Small updates

kodster28 · kodster28 · commit f5ca4bc45d6d · 2025-04-10T14:44:55.000-05:00
diff --git a/src/content/docs/workers-ai/features/batch-api/batch-api-rest-api.mdx b/src/content/docs/workers-ai/features/batch-api/batch-api-rest-api.mdx
@@ -14,7 +14,7 @@ If you prefer to work directly with the REST API instead of a [Cloudflare Worker
 Make a POST request to the following endpoint:
 
 <CURL
-	url="https://api.cloudflare.com/client/v4/accounts/&lt;account-id&gt;/ai/run/@cf/meta/ray-llama-3.3-70b-instruct-fp8-fast?queueRequest=true"
+	url="https://api.cloudflare.com/client/v4/accounts/&lt;account-id&gt;/ai/run/@cf/meta/llama-3.3-70b-instruct-fp8-fast?queueRequest=true"
 	method="POST"
 	headers={{
 		Authorization: "<token>",
@@ -37,12 +37,14 @@ Make a POST request to the following endpoint:
 	}}
 />
 
+You can pass `external_reference` as a unique ID per-prompt that will be returned in the response.
+
 ## 2. Retrieving the Batch Response
 
 After receiving a `request_id` from your initial POST, you can poll for or retrieve the results with another POST request:
 
 <CURL
-	url="https://api.cloudflare.com/client/v4/accounts/&lt;account-id&gt;/ai/run/@cf/meta/ray-llama-3.3-70b-instruct-fp8-fast?queueRequest=true"
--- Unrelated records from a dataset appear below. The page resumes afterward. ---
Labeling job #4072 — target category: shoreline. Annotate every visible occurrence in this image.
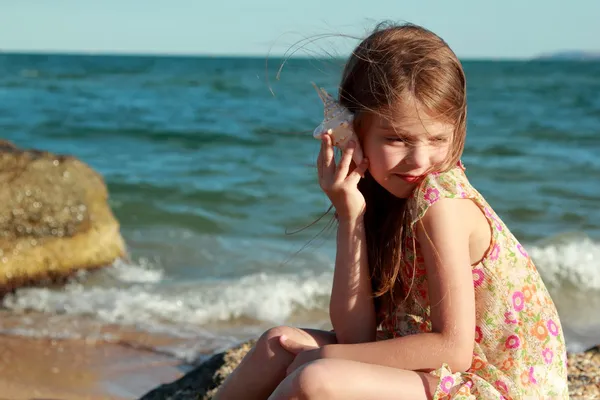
[0,335,600,400]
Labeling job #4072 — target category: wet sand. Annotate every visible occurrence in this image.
[0,335,185,400]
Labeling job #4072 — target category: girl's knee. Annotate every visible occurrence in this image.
[255,326,295,358]
[289,359,335,400]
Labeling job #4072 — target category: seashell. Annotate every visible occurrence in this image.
[313,83,363,165]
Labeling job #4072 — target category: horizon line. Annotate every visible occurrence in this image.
[0,49,539,61]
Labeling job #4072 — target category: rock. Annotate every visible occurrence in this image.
[140,340,256,400]
[139,340,600,400]
[0,140,125,295]
[567,346,600,400]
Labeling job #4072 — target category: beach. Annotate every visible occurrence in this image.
[0,54,600,400]
[0,330,600,400]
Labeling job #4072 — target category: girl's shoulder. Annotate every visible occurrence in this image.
[408,161,480,222]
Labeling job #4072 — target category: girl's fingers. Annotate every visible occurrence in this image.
[322,134,335,185]
[335,141,356,182]
[346,158,369,185]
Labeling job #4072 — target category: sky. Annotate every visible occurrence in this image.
[0,0,600,59]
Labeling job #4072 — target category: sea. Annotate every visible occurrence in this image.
[0,54,600,363]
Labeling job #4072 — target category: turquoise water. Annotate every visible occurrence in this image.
[0,54,600,356]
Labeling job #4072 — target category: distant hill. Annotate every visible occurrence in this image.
[534,50,600,61]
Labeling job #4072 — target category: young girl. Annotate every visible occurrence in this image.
[217,25,568,400]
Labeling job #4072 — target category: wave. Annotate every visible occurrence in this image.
[4,236,600,357]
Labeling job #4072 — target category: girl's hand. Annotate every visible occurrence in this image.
[317,133,369,221]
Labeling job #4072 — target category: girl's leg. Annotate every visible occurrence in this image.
[269,359,439,400]
[215,326,336,400]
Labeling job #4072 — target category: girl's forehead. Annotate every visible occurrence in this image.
[371,113,454,136]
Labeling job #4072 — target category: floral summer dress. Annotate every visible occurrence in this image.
[380,164,569,400]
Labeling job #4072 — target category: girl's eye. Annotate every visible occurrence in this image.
[385,136,407,143]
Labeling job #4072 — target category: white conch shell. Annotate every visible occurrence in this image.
[313,83,363,165]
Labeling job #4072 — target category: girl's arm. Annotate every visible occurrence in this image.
[322,199,474,372]
[329,218,376,344]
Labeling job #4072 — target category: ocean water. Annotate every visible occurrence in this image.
[0,54,600,361]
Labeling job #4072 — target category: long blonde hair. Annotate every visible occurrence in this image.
[339,24,467,322]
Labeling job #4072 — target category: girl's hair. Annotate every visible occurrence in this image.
[339,24,467,323]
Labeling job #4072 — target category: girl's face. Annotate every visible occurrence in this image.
[360,101,454,198]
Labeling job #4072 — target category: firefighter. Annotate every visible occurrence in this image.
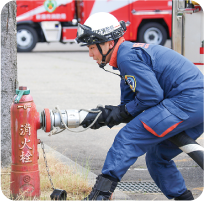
[76,12,204,201]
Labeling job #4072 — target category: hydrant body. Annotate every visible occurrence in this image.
[10,87,40,198]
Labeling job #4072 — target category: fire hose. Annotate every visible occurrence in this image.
[41,106,204,170]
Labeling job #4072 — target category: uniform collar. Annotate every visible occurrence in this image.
[109,37,125,68]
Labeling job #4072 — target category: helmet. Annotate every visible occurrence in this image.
[76,12,126,45]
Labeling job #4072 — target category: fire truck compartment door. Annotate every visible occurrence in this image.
[41,21,62,42]
[183,10,204,63]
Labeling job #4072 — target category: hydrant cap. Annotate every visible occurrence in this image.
[14,87,30,103]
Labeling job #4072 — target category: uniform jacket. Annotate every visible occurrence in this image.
[109,38,204,136]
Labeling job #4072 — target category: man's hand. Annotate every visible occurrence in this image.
[82,106,107,129]
[105,105,133,127]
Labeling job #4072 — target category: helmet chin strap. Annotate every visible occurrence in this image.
[96,43,128,85]
[96,43,112,68]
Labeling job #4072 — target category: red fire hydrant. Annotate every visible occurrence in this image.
[10,87,41,198]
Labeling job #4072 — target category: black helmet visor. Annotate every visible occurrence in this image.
[76,23,107,45]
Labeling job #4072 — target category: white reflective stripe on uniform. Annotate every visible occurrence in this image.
[90,0,138,15]
[132,10,172,15]
[179,144,204,154]
[16,0,72,22]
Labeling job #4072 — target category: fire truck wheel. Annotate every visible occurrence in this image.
[17,25,38,52]
[138,22,167,45]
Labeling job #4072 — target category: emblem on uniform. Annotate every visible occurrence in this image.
[125,75,136,92]
[44,0,57,13]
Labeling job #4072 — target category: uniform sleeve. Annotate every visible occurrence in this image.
[120,60,163,116]
[120,79,135,105]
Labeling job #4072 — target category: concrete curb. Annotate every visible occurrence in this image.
[38,144,133,201]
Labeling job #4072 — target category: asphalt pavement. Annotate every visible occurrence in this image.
[17,41,204,201]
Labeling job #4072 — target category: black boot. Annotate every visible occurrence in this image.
[82,175,118,201]
[175,190,194,201]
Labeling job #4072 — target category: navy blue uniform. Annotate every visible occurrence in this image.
[102,39,204,199]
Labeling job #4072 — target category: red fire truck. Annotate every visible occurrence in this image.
[17,0,172,52]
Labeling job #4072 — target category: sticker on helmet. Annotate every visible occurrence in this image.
[93,25,114,35]
[125,75,136,92]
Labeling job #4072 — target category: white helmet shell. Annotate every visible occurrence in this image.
[76,12,126,45]
[84,12,121,35]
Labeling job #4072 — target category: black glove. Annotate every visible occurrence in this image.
[82,106,107,129]
[105,105,133,127]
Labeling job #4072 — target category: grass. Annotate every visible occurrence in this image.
[0,149,91,201]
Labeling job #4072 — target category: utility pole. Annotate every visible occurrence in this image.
[0,0,17,166]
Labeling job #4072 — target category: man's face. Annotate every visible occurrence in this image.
[88,42,109,64]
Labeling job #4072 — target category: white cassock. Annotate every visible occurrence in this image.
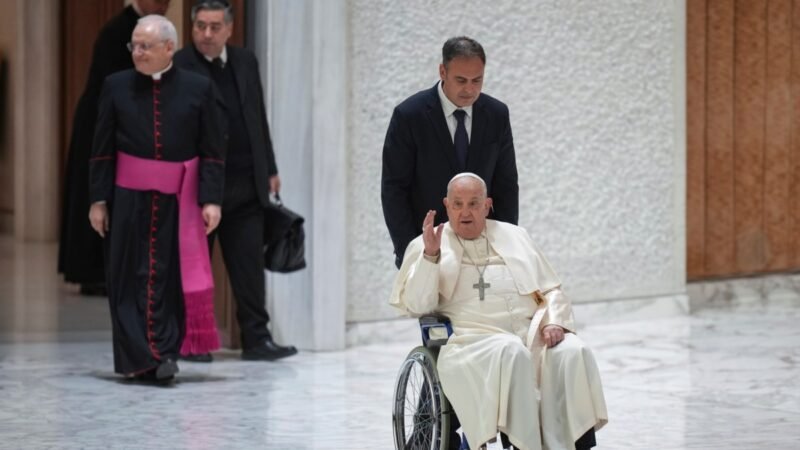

+	url="https://api.cloudflare.com/client/v4/accounts/&lt;account-id&gt;/ai/run/@cf/meta/llama-3.3-70b-instruct-fp8-fast?queueRequest=true"
 	method="POST"
 	headers={{
 		Authorization: "<token>",
diff --git a/src/content/docs/workers-ai/features/batch-api/index.mdx b/src/content/docs/workers-ai/features/batch-api/index.mdx
@@ -11,6 +11,8 @@ import { Render, PackageManagers, WranglerConfig, CURL } from "~/components";
 
 Asynchronous batch processing lets you send a collection (batch) of inference requests in a single call. Instead of expecting immediate responses for every request, the system queues them for processing and returns the results later.
 
+Batch processing is useful for large workloads such as summarization or embeddings when there is no human interaction. Using the batch API will guarantee that your requests are fulfilled eventually, rather than erroring out if Cloudflare does have enough capacity at a given time.
+
 When you send a batch request, the API immediately acknowledges receipt with a status like `queued` and provides a unique `request_id`. This ID is later used to poll for the final responses once the processing is complete.
 
 You can use the Batch API by either creating and deploying a Cloudflare Worker that leverages the [Batch API with the AI binding](/workers-ai/features/batch-api/get-started/), using the [REST API](/workers-ai/features/batch-api/batch-api-rest-api/) directly or by starting from a [template](https://github.com/craigsdennis/batch-please-workers-ai).